Sign up at: https://www.usef.org/membership/fans
It costs nothing and takes about two minutes.
Step 2 — Nominate Teddy.
Go to the USEF Heart Horse Award page and click "Submit Your Nomination":
https://www.usef.org/about-us/community-building/organizations-program/usef-heart-horse-award
Tell them what Teddy means to you — whether you've watched him carry your child, volunteered beside him, or simply followed his story. Every voice counts. (Need details? See "Teddy's Story at a Glance" below.)
Step 3 — Vote NOW.
When finalists are announced, USEF members — free fans included! — choose the winner. We'll share the ballot link the moment voting opens. One important tip: check your email after you vote. USEF sends a confirmation email, and your vote only counts once you confirm it.
Teddy used his second chance to give children their first words. Use your voice for him.
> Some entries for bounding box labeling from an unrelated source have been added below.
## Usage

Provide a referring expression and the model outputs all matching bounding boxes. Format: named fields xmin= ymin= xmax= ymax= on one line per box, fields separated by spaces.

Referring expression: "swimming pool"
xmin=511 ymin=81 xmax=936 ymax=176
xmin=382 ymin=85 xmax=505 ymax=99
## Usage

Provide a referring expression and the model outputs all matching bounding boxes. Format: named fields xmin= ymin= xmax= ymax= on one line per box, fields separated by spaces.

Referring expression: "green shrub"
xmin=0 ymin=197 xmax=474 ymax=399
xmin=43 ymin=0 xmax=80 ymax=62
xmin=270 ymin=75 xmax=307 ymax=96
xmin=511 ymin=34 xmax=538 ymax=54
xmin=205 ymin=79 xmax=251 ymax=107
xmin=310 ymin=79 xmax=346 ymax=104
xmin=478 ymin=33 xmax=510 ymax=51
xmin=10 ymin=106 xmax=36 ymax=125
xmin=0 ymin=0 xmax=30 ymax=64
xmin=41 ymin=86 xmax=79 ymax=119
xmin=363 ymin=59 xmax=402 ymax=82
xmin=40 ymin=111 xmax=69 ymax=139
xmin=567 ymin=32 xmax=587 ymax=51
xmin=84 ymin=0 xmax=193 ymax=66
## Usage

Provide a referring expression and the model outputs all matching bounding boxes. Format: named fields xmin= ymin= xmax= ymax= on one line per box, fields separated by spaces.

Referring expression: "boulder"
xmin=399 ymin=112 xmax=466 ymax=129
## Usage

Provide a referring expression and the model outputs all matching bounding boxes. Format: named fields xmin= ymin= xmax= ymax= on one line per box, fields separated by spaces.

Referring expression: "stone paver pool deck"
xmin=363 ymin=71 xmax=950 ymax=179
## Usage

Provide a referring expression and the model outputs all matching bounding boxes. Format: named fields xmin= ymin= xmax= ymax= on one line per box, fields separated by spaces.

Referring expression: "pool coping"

TEDDY'S STORY AT A GLANCE — FOR YOUR NOMINATION
Your own words matter most, but feel free to borrow any of these details:
Who he is: Teddy is a rescued Haflinger gelding and therapy horse at Speaking of Horses, Inc., a nonprofit equine-assisted speech-language pathology practice at Celt Run Farm in Stanardsville, Virginia — part of the US Equestrian Community Outreach Program.
Where he came from: Teddy arrived at a body condition score of 0.5 after more than a year of starvation. He has his incisors but no grinding teeth — he could pick up hay but never chew it — so he stood surrounded by food he couldn't eat while no one asked why.
How he was saved: Every meal soaked and softened into a mash he could swallow. Pound by pound, week by week, Teddy came back to life.
Who he became: A horse with every reason to distrust people, who is gentle with everyone anyway — and who goes cement-still the moment a child stands in front of him.
The moment that says it all: A nonverbal child in our program spoke their very first word at Teddy's side. That word was "Teddy."
Why he deserves this award: A horse who spent over a year unable to tell anyone what he needed now spends every day helping children find their voices.